- Born: 9 June 1937 Castegnato, Kingdom of Italy
- Died: 8 March 2016 (aged 78) Brescia, Italy
- Occupation: Businessman

= Luigi Corioni =

Italian entrepreneur

Luigi Corioni (9 June 1937 – 8 March 2016), also known as Gino Corioni, was an Italian businessman.

Born in Castegnato, in 1962 Corioni founded a bathroom furnishings company, Saniplast Spa. After experiences as a councilor for A.C. Milan and as president of the Ospitaletto football team, in 1985 he became president of Bologna, with whom he achieved a promotion to Serie A and a qualification in the UEFA Cup.

In 1992 Corioni left Bologna and became president of Brescia Calcio, a role he kept for 22 years, until 2014. Under his presidency, Brescia won an Anglo-Italian Cup in 1994, was a finalist of the 2001 UEFA Intertoto Cup, and achieved five promotions to Serie A, even reaching the semi-finals of the 2001–02 Coppa Italia, with coaches such as Mircea Lucescu, Carlo Mazzone, and Gianni De Biasi.
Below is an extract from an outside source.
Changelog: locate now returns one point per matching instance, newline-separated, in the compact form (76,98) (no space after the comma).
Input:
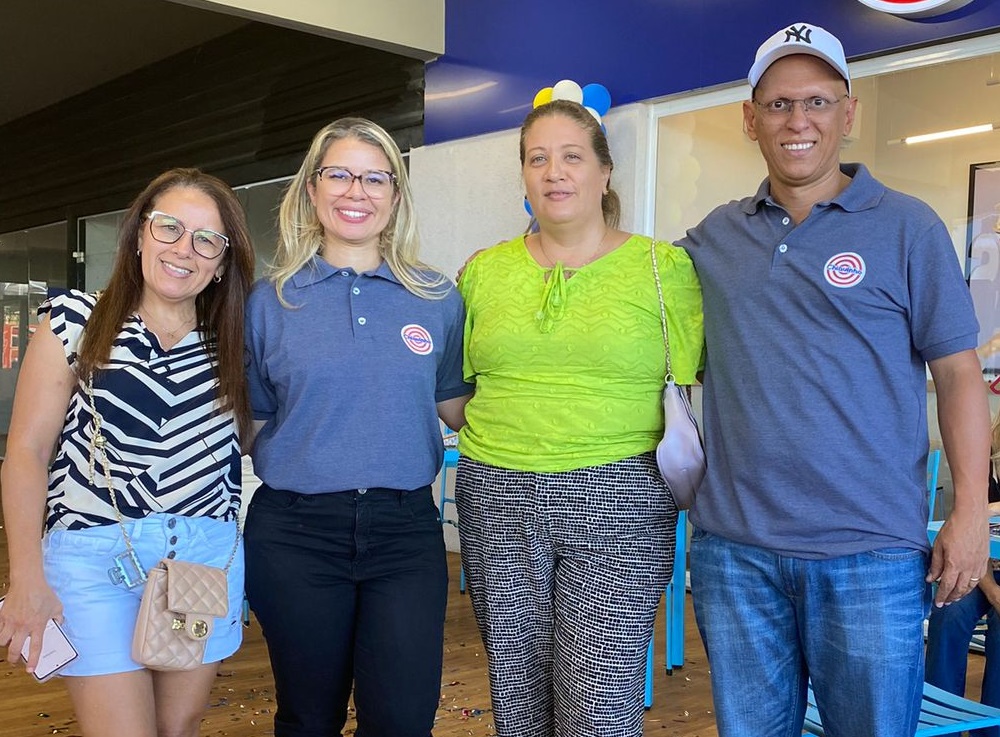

He also oversaw the club's longest consecutive spell in Serie A.

Corioni was famous for having signed numerous football superstars during his tenure as Brescia's president, including Roberto Baggio, Pep Guardiola, Andrea Pirlo, Gheorghe Hagi, Luca Toni and Marek Hamšík, among others.

Corioni died at the Spedali Civili in Brescia on 8 March 2016, at the age of 78.